Sometimes, Jewish young people I talked to said they wanted to leave the country. I completely understand why: because you can’t get high job opportunities in government administration — no way. But returning to your question, the hospital is amazing. They trust people, and people trust them also. Jews work together with Muslims, not only in the hospital but in other places, too, like the bazaar in Tehran. But, of course, they never go to each other’s houses, though maybe they do and I just don’t know about it.
What do you hope that readers will gain from this book?
I hope they see this book as an example of Iranian society, not only Jewish people. I see myself in this book.

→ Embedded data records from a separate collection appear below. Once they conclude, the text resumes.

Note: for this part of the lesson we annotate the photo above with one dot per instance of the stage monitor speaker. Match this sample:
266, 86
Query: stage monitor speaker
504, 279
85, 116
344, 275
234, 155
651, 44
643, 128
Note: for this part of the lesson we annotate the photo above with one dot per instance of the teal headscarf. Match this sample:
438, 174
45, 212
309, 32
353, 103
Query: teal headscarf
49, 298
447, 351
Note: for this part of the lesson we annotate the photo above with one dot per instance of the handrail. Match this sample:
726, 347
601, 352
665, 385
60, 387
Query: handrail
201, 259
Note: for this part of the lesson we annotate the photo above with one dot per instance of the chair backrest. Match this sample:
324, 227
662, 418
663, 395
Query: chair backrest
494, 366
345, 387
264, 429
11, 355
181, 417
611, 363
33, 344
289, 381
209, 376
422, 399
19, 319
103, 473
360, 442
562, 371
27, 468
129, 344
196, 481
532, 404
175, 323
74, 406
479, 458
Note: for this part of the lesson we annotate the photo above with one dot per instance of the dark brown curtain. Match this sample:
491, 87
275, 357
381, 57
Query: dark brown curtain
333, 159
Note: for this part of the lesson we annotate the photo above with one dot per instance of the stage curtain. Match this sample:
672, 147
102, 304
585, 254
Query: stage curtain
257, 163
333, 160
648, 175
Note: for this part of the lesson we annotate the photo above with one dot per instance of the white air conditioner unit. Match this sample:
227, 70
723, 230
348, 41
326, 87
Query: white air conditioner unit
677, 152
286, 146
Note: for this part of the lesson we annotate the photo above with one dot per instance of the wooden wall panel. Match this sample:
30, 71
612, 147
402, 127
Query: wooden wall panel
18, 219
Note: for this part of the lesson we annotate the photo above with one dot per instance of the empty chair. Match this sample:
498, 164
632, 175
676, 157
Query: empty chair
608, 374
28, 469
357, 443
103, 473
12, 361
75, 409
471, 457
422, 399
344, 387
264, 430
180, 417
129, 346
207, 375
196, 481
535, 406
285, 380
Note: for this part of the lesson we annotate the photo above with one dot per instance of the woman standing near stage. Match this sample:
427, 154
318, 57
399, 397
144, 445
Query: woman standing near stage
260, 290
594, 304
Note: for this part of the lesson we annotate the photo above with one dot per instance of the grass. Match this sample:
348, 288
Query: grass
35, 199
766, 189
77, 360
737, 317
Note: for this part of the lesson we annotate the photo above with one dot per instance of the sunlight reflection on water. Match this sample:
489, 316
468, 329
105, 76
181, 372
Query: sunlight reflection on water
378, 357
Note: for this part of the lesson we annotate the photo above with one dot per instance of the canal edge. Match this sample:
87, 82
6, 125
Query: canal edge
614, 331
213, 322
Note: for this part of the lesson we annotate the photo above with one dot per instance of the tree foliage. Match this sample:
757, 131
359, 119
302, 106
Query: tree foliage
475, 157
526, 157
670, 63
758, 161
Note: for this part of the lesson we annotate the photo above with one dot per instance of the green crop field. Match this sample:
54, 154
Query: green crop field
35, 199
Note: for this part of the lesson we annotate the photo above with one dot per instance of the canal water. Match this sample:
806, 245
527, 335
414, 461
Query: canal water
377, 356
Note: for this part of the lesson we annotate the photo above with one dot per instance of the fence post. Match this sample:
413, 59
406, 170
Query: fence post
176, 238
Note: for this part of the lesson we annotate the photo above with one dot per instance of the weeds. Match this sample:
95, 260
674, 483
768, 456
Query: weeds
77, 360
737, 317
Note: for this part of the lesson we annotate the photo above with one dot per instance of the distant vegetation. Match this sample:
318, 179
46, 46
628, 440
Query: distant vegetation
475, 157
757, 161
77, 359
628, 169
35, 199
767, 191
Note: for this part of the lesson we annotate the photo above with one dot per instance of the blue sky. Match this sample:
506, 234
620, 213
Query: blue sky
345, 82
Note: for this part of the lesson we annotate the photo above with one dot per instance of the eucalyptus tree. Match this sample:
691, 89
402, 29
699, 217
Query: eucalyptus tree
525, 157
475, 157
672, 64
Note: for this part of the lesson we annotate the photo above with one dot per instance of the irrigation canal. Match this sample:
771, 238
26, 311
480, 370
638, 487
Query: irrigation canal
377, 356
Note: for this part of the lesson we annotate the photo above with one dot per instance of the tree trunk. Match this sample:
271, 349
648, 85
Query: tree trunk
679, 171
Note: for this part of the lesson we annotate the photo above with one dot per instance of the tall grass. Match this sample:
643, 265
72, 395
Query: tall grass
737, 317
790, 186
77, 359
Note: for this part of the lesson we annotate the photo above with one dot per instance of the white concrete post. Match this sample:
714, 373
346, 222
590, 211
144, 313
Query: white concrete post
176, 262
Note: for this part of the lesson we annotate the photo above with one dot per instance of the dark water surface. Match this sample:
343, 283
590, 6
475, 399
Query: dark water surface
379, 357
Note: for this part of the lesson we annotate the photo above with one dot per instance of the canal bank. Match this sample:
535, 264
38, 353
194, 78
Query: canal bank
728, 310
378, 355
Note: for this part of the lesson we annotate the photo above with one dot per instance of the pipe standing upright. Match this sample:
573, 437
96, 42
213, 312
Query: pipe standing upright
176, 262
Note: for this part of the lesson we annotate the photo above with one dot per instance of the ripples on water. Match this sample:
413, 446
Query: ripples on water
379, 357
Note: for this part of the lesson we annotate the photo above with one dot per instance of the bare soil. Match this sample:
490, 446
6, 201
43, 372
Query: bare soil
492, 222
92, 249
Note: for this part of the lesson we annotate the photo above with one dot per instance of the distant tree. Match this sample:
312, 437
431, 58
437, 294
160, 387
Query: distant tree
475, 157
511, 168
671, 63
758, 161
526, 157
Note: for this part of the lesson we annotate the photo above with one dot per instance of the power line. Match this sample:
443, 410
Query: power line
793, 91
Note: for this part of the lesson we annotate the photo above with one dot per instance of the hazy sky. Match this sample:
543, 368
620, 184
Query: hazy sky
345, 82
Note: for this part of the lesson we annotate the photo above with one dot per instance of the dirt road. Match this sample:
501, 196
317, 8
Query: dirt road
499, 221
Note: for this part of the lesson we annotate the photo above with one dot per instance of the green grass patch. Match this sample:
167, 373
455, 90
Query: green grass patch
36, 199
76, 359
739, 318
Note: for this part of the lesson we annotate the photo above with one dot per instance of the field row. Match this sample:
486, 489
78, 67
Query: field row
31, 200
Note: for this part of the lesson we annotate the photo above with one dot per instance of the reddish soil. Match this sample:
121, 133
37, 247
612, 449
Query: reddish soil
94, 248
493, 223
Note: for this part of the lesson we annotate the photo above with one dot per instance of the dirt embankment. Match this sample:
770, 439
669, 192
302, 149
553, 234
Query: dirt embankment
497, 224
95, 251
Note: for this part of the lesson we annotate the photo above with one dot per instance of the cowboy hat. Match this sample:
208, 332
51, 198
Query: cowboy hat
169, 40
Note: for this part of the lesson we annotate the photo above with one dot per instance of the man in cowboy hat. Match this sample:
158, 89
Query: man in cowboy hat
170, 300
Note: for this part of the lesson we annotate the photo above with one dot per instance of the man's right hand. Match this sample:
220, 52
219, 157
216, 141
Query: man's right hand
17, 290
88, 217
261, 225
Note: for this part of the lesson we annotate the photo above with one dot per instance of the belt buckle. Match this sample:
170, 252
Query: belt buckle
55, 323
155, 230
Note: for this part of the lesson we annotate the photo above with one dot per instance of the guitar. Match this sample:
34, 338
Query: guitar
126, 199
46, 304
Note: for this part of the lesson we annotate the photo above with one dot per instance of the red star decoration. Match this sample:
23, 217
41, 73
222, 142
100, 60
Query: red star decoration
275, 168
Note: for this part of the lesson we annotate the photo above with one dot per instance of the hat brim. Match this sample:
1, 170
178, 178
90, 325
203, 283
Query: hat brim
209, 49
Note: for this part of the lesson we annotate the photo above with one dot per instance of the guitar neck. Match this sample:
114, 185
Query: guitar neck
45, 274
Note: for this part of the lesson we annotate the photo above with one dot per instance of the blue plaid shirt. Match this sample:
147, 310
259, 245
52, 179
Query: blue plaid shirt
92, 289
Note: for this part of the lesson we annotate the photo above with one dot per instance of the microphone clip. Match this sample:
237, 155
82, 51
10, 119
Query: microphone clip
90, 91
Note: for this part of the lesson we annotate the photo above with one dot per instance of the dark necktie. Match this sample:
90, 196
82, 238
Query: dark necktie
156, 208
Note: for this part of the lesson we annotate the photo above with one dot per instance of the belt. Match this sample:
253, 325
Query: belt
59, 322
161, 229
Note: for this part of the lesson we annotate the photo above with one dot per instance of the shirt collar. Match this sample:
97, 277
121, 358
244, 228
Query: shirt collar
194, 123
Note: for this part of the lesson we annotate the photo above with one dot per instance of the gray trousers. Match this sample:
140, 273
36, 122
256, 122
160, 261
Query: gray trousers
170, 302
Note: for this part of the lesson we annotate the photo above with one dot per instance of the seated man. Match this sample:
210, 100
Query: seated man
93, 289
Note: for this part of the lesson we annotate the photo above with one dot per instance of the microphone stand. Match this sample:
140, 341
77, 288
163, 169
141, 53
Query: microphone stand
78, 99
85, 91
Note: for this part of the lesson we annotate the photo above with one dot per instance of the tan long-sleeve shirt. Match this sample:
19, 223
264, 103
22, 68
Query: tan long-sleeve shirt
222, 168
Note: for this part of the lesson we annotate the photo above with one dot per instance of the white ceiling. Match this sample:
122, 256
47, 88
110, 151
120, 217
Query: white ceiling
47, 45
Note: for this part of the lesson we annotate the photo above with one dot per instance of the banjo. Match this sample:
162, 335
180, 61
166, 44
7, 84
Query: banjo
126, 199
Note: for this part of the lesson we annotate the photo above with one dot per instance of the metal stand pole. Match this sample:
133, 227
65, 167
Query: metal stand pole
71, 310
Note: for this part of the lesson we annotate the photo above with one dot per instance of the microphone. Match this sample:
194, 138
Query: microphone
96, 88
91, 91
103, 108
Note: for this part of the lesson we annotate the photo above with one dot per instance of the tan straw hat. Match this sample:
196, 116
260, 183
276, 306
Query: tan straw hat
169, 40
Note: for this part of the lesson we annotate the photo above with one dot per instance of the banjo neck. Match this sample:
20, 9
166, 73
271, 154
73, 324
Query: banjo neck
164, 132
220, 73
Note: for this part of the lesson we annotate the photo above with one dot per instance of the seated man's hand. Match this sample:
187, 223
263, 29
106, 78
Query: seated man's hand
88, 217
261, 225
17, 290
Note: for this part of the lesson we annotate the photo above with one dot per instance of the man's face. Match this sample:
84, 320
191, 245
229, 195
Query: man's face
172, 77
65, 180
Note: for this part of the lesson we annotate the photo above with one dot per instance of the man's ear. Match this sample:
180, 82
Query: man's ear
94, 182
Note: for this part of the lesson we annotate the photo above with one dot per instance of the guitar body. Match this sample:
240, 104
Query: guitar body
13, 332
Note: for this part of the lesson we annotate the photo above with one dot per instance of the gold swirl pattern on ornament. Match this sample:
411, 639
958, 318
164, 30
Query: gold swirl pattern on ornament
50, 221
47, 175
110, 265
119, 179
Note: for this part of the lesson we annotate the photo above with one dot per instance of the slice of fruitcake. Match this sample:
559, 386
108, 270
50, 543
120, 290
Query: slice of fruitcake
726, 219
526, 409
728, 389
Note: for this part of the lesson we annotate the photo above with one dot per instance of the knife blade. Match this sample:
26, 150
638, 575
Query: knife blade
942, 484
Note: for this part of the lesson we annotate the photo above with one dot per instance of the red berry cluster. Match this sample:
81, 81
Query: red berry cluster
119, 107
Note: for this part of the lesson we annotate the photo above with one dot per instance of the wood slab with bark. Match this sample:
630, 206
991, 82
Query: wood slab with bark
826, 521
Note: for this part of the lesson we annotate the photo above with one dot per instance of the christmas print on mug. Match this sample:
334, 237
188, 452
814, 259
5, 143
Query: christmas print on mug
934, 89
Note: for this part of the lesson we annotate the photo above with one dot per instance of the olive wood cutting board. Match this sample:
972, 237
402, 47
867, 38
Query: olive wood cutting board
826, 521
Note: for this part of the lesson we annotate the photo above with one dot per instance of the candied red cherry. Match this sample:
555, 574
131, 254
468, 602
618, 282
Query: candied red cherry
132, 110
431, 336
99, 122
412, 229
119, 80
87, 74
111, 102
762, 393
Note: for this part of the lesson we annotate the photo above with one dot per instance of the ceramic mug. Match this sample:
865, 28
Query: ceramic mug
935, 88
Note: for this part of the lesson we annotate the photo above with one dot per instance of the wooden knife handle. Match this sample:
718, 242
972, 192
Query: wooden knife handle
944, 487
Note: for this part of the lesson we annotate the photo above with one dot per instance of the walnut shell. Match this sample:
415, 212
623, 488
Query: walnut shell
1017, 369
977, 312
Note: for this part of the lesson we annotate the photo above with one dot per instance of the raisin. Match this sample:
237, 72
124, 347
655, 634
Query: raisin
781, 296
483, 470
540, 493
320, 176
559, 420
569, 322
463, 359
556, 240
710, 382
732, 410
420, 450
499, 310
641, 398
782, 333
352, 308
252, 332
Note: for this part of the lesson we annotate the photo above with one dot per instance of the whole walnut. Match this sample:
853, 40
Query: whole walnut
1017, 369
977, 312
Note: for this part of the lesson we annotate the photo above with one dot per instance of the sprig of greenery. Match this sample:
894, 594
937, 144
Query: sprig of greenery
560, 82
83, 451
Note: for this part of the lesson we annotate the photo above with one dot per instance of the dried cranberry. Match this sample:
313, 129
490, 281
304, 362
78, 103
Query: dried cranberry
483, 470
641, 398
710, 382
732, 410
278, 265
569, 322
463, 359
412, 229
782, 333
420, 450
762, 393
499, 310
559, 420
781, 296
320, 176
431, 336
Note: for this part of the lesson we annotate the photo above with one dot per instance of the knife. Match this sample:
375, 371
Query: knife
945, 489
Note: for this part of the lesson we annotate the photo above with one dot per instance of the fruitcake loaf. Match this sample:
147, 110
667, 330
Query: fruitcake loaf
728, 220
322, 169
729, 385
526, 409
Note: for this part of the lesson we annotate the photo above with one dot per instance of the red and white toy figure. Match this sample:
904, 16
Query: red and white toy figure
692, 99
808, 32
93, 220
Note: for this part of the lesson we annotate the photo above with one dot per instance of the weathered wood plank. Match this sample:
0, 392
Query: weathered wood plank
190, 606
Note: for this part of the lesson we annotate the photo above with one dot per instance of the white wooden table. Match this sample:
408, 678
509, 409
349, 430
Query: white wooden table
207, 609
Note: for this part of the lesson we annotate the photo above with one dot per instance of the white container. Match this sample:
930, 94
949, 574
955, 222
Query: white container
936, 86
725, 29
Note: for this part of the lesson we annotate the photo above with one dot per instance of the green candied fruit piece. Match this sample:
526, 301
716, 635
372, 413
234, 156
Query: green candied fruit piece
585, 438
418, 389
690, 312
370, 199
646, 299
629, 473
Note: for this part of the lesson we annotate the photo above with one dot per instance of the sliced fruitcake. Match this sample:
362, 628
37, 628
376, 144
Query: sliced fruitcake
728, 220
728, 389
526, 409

I see every Iranian in this book. These people are facing restrictions, but they still say, “We are Iranian.” Of course, this book is about the Iranian Jewish community. But for me, it’s a little bit more. It’s reading about Iranian history and how complex the society is. I see, in each of these pictures, each Iranian who is forced to live outside of Iran, even though these people are inside Iran. I’ve lived for more than a decade in exile as a minority in a completely different society in Europe and the U.S. I traveled in Israel, too. I saw many similarities between Iran and Israel, and many differences.
I hope that we can do more than one book about this community. I didn’t see this kind of book about the Iranian Jewish people, unfortunately. I don’t know why it didn’t happen before — maybe because of all the restrictions. People cannot travel easily to cover these communities. Foreign people go only five days, one week, two weeks maximum, and then they leave the country. That’s why we need to record all the documents for history. This is about history. This is about all people who suffer.
What similarities did you see between Iran and Israel?
There are hardliners on both sides, people who don’t respect other people, don’t listen to you and still believe whatever they believe. But you also see people who are really open-minded in both societies. There’s two different things: one, people, and the other thing, governments. We need to put a sharp line between these things. Those governments have such different visions against each other, but they both have restrictions on their people. Of course, Israel is a democracy, but I see the restrictions.
I actually produced a 20-minute documentary from my trip to Israel [in Farsi, with no subtitles]. I spoke with a Jewish girl who’d never even lived in Iran, whose parents traveled from Iran to Israel, and she’s facing discrimination in Israel. Or the man in his 60s who says, as soon as he wants to speak Hebrew, because of his Eastern accent, they don’t accept him. This discrimination is unbelievable for me because that society is based on religion. Unfortunately, in the past 43 years, we see the disconnection between societies. Before, it was not like that. There are many facilities Israeli people built in Iran. At the same time, there are many Iranian Israelis living and working in Israel now. These two nations are so connected, but for the past 43 years, misunderstanding has created a disconnection.